A storm arriving in the Bay State on Friday has the potential to drop a foot or more of snow in some areas, but it’s still too early to pin down the details, National Weather Service forecasters said.
“Everyone in Southern New England should be prepared for the potential of a very significant winter storm Friday into early Saturday,” the service said in a forecast discussion posted on the Web.
The service said it was too early to predict exact snowfall amounts and locations, but the “main show” will occur Friday afternoon into early Saturday, with conditions coming together for a “classic setup for a major winter storm across Southern New England.”
Earlier Tuesday, forecasters were still pondering different supercomputer models, including one that suggested the storm could be a bust. But the forecasters said late Tuesday afternoon that their confidence was increasing that a big storm would hit the state.

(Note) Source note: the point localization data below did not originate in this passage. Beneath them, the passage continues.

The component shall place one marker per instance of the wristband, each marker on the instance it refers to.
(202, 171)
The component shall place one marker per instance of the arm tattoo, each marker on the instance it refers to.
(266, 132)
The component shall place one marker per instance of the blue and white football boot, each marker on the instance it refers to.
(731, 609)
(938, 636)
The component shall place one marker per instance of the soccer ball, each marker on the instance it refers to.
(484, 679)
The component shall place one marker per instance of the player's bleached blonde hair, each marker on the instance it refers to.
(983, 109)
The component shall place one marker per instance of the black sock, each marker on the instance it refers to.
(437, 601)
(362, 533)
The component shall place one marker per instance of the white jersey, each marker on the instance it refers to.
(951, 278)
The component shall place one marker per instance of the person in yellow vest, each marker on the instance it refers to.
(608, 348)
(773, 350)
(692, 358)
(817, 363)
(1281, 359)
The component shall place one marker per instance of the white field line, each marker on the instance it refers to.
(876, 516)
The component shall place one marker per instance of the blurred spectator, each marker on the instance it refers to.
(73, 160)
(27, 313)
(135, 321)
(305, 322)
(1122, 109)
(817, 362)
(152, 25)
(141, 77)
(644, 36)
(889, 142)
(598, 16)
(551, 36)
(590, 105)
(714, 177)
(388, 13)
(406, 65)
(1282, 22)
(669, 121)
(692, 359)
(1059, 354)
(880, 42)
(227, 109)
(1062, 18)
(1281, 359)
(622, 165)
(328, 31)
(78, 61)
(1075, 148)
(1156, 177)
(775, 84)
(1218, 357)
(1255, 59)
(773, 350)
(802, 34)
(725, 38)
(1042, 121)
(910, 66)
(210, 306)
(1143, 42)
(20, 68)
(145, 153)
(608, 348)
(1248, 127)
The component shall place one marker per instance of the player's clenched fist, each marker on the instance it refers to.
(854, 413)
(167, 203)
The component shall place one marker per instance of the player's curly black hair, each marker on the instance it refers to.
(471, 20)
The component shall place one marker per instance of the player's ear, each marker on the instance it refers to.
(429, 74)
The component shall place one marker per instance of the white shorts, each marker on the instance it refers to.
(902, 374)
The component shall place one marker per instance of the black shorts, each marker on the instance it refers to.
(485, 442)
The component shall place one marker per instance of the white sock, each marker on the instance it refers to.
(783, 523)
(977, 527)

Benjamin Sipprell, a weather service meteorologist, emphasized this afternoon that the storm was still days away — if it turns out to be a storm at all.
“As it stands right now, the storm itself hasn’t materialized. We don’t even see the whites of its eyes. It hasn’t come together,” he said. “It’s Tuesday today and we’re still three days out from the storm. Anything is possible.”
But he also said, “We’re going to be definitely keeping a close eye on this.”
Issuing a hazardous weather outlook message, the forecasters said the main uncertainty was how far west the heaviest snow would reach into the interior. The other question was whether snow would mix with rain along the coast, cutting down total snow accumulations.
The forecasters also said there was a moderate to high probability of a period of strong winds across parts of the coastal plain late Friday and early Saturday, as well as a period of minor to moderate coastal flooding Friday night and Saturday morning.
With strong winds and high seas off the coast, forecasters, warned the storm “has the potential to be a dangerous and life threatening storm for mariners.”
The storm will happen when a low-pressure area develops off the mid-Atlantic Coast, then steams northeast off the Massachusetts coast. At the same time, a high-pressure system over eastern Canada will provide cold air to generate snow, the forecast discussion said.
Meanwhile, up to 2 inches of snow are expected to fall on Cape Cod and Southeastern Massachusetts, wrapping up by 1 p.m. Wednesday.
Boston’s metro area can expect “nuisance snow accumulation, if at all,” weather service meteorologist Charlie Foley said.
Skies should clear Wednesday afternoon, with a light wind and highs reaching 40 degrees in Boston.
“It’s not very February-like, but we’ll take it,” Foley said.
Thursday will look much like Wednesday afternoon, though a touch cooler, with highs in the upper 20s and light winds.